Richard F. Jelinek, 4812 108th Lane Northeast, Circle Pines, MN 55014 (pro se relator)


Federal Express Corporation, 1828 Buerkle Road, White Bear Lake, MN 55110 (respondent)


Linda A. Holmes, Department of Employment and Economic Development, First National Bank Building, 332 Minnesota Street, Suite E200, St. Paul, MN 55101-1351 (for respondent Department of Employment and Economic Development)


            Considered and decided by Hudson, Presiding Judge; Kalitowski, Judge; and Parker, Judge.*

U N P U B L I S H E D   O P I N I O N


            Relator challenges the determination that he was discharged for misconduct.  Because relator’s act in leaving pornographic materials on company property in sight of another employee was misconduct, we affirm.


Relator Richard Jelinek drove a truck for respondent Federal Express.  He was discharged two days after a female employee, who was looking for supplies in the truck relator drove, found pornographic cards “strewn about” and reported the incident to respondent’s management. When questioned, relator admitted the cards were his property. 

Respondent had an anti-harassment policy prohibiting inappropriate language and conduct that would create an offensive working environment.  Respondent contends that leaving pornographic cards visible to another employee in the truck was a violation of that policy.

Following a telephone hearing, an unemployment law judge (ULJ) found that storing pornographic cards in respondent’s truck was misconduct.
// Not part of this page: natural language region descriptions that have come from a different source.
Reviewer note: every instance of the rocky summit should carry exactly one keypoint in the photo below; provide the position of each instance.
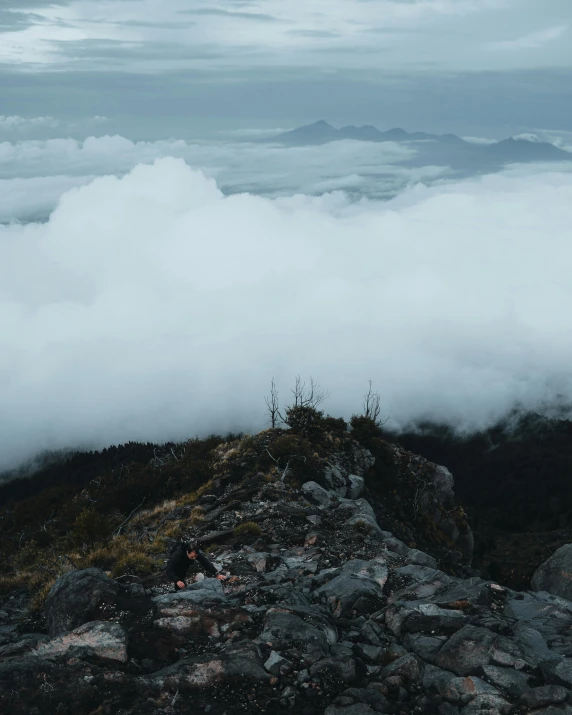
(351, 592)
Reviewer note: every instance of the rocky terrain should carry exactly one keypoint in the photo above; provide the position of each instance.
(352, 593)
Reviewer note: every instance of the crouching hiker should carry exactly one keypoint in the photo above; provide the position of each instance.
(187, 557)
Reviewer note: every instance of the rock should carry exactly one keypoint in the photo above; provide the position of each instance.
(421, 558)
(286, 628)
(98, 638)
(24, 645)
(372, 633)
(558, 671)
(356, 709)
(238, 665)
(421, 617)
(393, 544)
(368, 653)
(510, 681)
(356, 486)
(359, 586)
(200, 609)
(463, 690)
(335, 670)
(544, 695)
(555, 574)
(335, 480)
(466, 651)
(444, 483)
(366, 524)
(368, 696)
(363, 460)
(318, 495)
(409, 667)
(350, 507)
(275, 663)
(75, 598)
(258, 561)
(426, 647)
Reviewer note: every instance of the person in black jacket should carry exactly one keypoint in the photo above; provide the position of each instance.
(185, 557)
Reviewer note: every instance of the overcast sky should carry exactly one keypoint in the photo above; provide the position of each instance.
(183, 66)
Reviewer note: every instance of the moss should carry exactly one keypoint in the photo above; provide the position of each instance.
(362, 527)
(90, 527)
(38, 602)
(197, 515)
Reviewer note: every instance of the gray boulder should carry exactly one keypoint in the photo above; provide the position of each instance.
(76, 597)
(335, 480)
(98, 638)
(468, 650)
(358, 587)
(318, 495)
(356, 486)
(238, 665)
(367, 524)
(555, 575)
(307, 629)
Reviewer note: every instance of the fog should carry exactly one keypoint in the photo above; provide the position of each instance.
(151, 306)
(34, 173)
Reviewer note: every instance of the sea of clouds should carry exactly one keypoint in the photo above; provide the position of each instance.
(154, 306)
(35, 173)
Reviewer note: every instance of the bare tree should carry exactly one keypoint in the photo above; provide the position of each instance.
(273, 405)
(311, 396)
(371, 405)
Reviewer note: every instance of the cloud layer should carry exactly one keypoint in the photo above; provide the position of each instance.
(34, 174)
(153, 307)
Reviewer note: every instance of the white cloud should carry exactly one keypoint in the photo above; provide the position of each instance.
(16, 126)
(325, 35)
(480, 140)
(152, 307)
(531, 41)
(27, 192)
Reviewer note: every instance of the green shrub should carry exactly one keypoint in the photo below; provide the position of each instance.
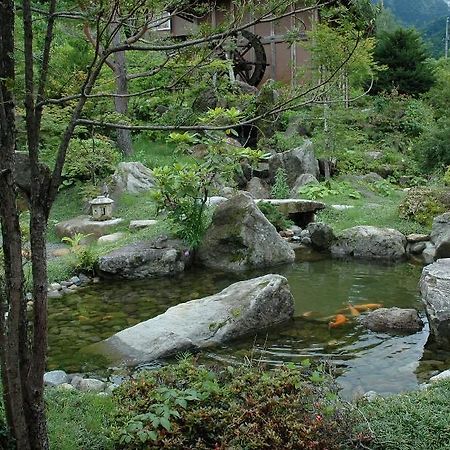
(446, 178)
(274, 216)
(191, 407)
(433, 148)
(79, 420)
(280, 188)
(90, 159)
(422, 204)
(183, 189)
(328, 189)
(405, 55)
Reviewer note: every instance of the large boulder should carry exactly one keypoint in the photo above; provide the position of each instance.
(440, 235)
(393, 320)
(145, 259)
(85, 225)
(132, 178)
(435, 290)
(240, 237)
(302, 180)
(367, 242)
(240, 309)
(295, 162)
(258, 188)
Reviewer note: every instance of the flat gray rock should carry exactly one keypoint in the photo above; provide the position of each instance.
(145, 259)
(241, 309)
(295, 162)
(367, 242)
(393, 320)
(240, 237)
(85, 225)
(440, 235)
(435, 289)
(55, 378)
(289, 206)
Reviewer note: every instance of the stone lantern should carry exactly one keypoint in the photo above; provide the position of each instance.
(101, 208)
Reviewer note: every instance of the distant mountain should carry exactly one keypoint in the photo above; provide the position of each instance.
(418, 13)
(428, 16)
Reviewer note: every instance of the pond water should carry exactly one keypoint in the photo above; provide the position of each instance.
(321, 287)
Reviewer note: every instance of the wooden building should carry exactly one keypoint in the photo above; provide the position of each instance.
(261, 51)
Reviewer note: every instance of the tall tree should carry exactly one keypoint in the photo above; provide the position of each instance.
(22, 344)
(405, 57)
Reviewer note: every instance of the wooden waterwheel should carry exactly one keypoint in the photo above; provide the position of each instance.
(247, 54)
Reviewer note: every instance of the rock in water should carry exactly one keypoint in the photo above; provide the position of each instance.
(440, 235)
(393, 319)
(55, 378)
(240, 309)
(368, 242)
(435, 290)
(321, 235)
(240, 237)
(145, 259)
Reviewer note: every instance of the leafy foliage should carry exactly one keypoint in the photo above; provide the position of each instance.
(433, 148)
(328, 189)
(183, 189)
(280, 188)
(422, 204)
(191, 407)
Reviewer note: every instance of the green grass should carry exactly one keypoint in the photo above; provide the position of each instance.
(153, 154)
(68, 204)
(375, 208)
(60, 269)
(412, 421)
(78, 421)
(380, 213)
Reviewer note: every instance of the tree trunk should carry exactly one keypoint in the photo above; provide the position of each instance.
(36, 411)
(12, 339)
(119, 66)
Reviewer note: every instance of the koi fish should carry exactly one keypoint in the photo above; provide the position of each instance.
(339, 320)
(367, 306)
(308, 314)
(353, 310)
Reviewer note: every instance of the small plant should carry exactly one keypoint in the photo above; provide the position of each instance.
(280, 188)
(184, 189)
(274, 216)
(85, 256)
(382, 187)
(192, 407)
(422, 204)
(329, 189)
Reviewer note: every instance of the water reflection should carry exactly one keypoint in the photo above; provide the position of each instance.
(321, 288)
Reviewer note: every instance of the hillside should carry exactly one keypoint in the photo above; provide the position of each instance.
(418, 12)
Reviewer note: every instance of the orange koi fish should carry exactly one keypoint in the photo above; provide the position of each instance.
(339, 320)
(353, 310)
(367, 306)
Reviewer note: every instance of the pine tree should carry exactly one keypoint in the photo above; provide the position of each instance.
(405, 56)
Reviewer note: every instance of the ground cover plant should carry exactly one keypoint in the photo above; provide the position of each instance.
(192, 407)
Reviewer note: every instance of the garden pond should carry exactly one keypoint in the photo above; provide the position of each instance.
(321, 287)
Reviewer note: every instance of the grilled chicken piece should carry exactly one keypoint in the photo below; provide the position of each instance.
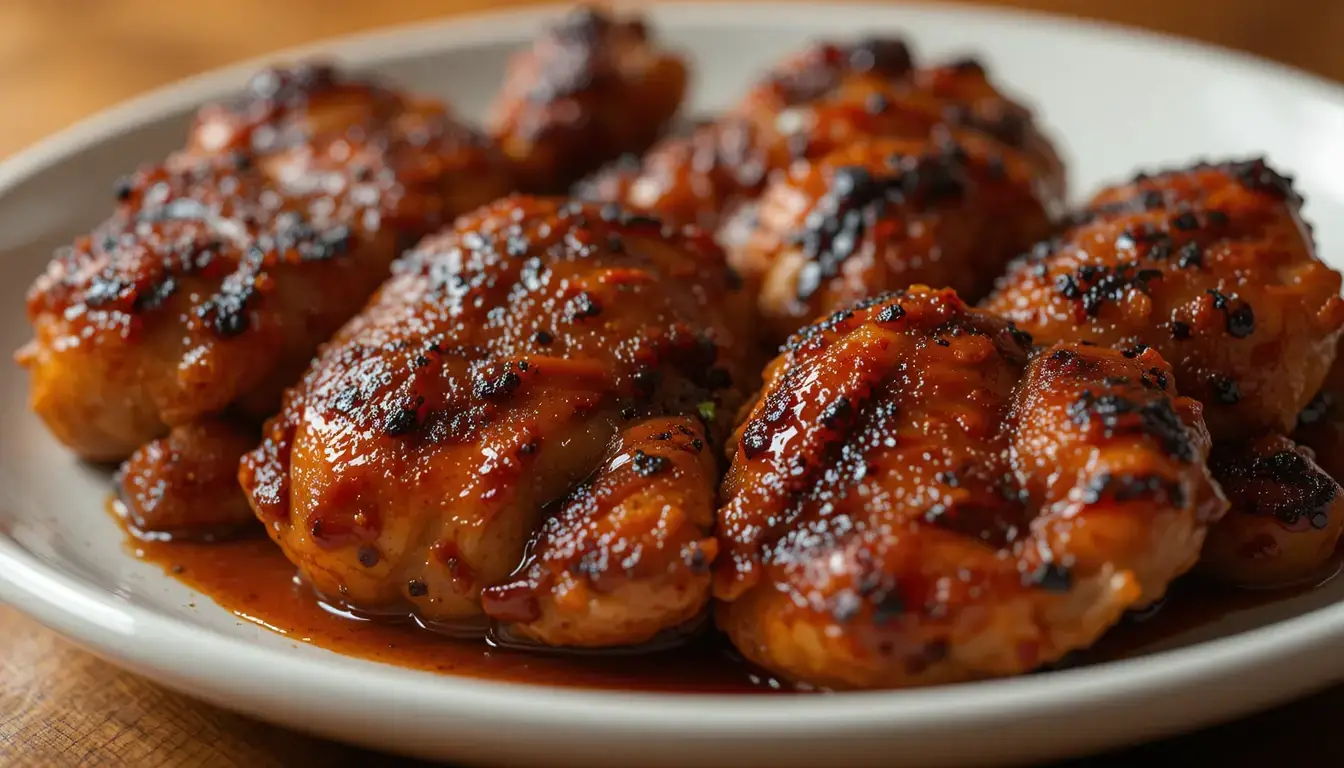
(913, 499)
(1212, 266)
(1320, 427)
(649, 507)
(184, 486)
(887, 213)
(542, 359)
(696, 179)
(813, 104)
(222, 269)
(589, 89)
(1285, 517)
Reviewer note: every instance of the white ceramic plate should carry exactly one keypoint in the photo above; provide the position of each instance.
(1117, 100)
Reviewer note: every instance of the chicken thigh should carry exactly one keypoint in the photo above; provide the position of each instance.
(520, 427)
(915, 499)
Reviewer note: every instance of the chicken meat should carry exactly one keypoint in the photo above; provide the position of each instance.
(520, 428)
(1212, 266)
(915, 498)
(589, 89)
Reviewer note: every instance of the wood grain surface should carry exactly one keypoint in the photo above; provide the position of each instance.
(63, 59)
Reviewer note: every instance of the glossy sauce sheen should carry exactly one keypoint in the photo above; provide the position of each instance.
(254, 581)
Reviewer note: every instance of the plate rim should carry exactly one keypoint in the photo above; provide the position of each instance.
(96, 619)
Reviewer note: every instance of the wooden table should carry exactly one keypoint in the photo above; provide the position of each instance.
(61, 706)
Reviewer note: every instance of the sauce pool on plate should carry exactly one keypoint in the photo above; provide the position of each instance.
(252, 579)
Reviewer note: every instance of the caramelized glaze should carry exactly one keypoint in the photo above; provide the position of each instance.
(254, 581)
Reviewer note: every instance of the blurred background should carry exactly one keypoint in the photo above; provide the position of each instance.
(63, 59)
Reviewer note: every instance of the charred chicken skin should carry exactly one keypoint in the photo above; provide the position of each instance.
(1320, 427)
(915, 499)
(1212, 266)
(589, 89)
(887, 213)
(222, 269)
(530, 408)
(816, 102)
(184, 486)
(1285, 517)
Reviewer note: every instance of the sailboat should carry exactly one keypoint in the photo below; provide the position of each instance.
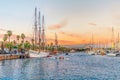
(91, 52)
(41, 35)
(113, 52)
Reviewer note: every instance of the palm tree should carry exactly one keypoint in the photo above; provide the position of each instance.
(18, 37)
(32, 40)
(9, 33)
(5, 37)
(23, 37)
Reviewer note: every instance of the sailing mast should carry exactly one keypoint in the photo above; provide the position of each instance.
(112, 40)
(35, 24)
(39, 32)
(43, 33)
(56, 41)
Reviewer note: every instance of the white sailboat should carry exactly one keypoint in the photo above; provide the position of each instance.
(91, 52)
(38, 54)
(113, 52)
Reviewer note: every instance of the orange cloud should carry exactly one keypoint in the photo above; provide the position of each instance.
(92, 24)
(62, 24)
(69, 34)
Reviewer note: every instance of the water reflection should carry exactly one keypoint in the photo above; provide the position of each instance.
(74, 66)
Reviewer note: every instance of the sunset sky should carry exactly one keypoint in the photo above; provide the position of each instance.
(74, 21)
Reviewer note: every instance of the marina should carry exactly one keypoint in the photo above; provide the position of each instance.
(74, 66)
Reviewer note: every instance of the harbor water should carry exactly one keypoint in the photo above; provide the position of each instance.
(74, 66)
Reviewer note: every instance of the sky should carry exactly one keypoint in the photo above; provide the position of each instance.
(74, 21)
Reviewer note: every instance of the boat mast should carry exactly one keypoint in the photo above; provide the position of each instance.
(43, 33)
(39, 32)
(112, 40)
(35, 24)
(92, 41)
(56, 41)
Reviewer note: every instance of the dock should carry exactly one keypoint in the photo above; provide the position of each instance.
(13, 56)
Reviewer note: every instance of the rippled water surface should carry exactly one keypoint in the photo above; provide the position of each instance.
(76, 66)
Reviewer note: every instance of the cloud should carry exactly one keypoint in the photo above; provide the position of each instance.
(92, 24)
(62, 24)
(69, 34)
(1, 29)
(49, 40)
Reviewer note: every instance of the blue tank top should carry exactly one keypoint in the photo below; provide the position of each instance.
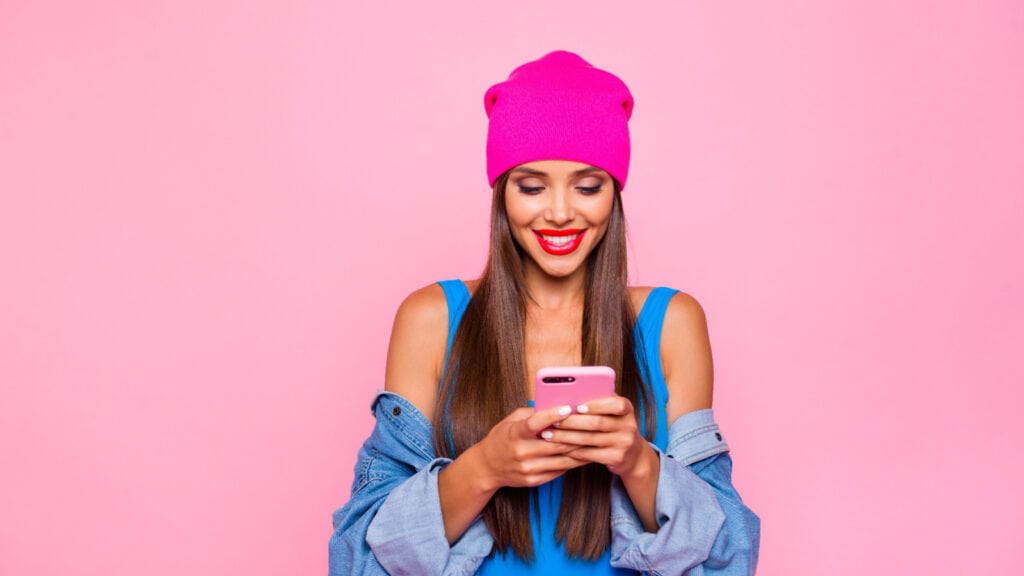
(550, 554)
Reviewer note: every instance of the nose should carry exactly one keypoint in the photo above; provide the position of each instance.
(559, 210)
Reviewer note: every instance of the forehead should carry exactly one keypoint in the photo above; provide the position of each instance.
(557, 168)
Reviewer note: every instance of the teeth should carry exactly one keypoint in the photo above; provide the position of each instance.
(559, 241)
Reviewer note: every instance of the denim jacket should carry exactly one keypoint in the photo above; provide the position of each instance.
(393, 525)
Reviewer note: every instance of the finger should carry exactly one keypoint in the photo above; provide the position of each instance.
(573, 439)
(546, 418)
(519, 414)
(612, 406)
(592, 422)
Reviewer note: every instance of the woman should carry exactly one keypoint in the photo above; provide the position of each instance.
(461, 476)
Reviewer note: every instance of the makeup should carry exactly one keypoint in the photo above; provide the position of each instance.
(559, 242)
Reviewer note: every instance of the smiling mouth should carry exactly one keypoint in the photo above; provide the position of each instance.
(559, 242)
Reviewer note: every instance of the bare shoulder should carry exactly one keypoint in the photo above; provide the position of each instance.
(417, 347)
(638, 295)
(686, 358)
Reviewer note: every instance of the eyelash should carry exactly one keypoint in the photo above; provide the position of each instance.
(537, 189)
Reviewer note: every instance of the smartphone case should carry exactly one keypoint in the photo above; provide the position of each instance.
(572, 385)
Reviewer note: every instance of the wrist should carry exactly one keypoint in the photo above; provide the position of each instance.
(645, 468)
(474, 465)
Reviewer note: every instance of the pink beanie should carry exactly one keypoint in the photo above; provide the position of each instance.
(559, 108)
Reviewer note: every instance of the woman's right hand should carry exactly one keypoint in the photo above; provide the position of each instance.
(513, 453)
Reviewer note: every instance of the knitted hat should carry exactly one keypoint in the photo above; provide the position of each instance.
(559, 108)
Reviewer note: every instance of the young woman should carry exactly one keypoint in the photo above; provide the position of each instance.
(460, 475)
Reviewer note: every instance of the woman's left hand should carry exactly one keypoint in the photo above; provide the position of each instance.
(605, 432)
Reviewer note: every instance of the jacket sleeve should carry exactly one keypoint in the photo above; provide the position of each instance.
(392, 523)
(704, 527)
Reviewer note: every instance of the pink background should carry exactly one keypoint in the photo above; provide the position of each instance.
(209, 212)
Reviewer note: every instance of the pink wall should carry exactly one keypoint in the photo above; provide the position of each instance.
(210, 210)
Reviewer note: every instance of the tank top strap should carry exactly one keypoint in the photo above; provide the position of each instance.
(648, 343)
(457, 295)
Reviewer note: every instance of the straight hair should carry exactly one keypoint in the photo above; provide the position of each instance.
(485, 379)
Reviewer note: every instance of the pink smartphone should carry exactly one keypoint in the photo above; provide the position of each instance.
(572, 385)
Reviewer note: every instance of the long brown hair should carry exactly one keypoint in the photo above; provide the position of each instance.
(485, 375)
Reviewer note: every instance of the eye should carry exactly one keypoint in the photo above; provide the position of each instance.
(591, 188)
(530, 190)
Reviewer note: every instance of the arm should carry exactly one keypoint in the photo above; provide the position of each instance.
(414, 513)
(393, 521)
(702, 525)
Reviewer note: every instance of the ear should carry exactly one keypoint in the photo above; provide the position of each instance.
(628, 107)
(489, 99)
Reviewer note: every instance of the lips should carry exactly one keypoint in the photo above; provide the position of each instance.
(559, 242)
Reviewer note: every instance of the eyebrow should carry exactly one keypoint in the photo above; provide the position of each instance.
(580, 172)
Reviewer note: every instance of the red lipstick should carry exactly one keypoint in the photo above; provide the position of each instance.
(559, 248)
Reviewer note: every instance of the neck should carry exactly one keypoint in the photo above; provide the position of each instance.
(550, 293)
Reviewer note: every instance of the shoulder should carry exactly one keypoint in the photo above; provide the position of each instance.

Relator requested reconsideration, and the ULJ affirmed the previous decision.

Misconduct includes “any intentional, negligent, or indifferent conduct, on the job or off the job . . . that displays clearly a serious violation of the standards of behavior the employer has the right to reasonably expect of the employee” or “that displays clearly a substantial lack of concern for the employment.”  Minn. Stat. § 268.095, subd. 6(a) (2004).  This definition is exclusive; no other definition applies.  Minn. Stat. § 268.095, subd. 6(e) (2004). Whether an employee’s acts constitute misconduct is a question of law, which this court reviews de novo.  Schmidgall v. Filmtec Corp., 644 N.W.2d 801, 804 (Minn. 2002).   But factual findings are reviewed in the light most favorable to the decision and will not be disturbed if there is evidence that “reasonably tends to sustain” them.  Id.

The ULJ found that:

[Relator] said the pictures were in a bag and he forgot to remove them from the truck.  The evidence does not support that the pictures were in a bag, because the finder said she found them strewn about. . . . [Relator] left them on company property and not in an area to which he had a right to expect any privacy.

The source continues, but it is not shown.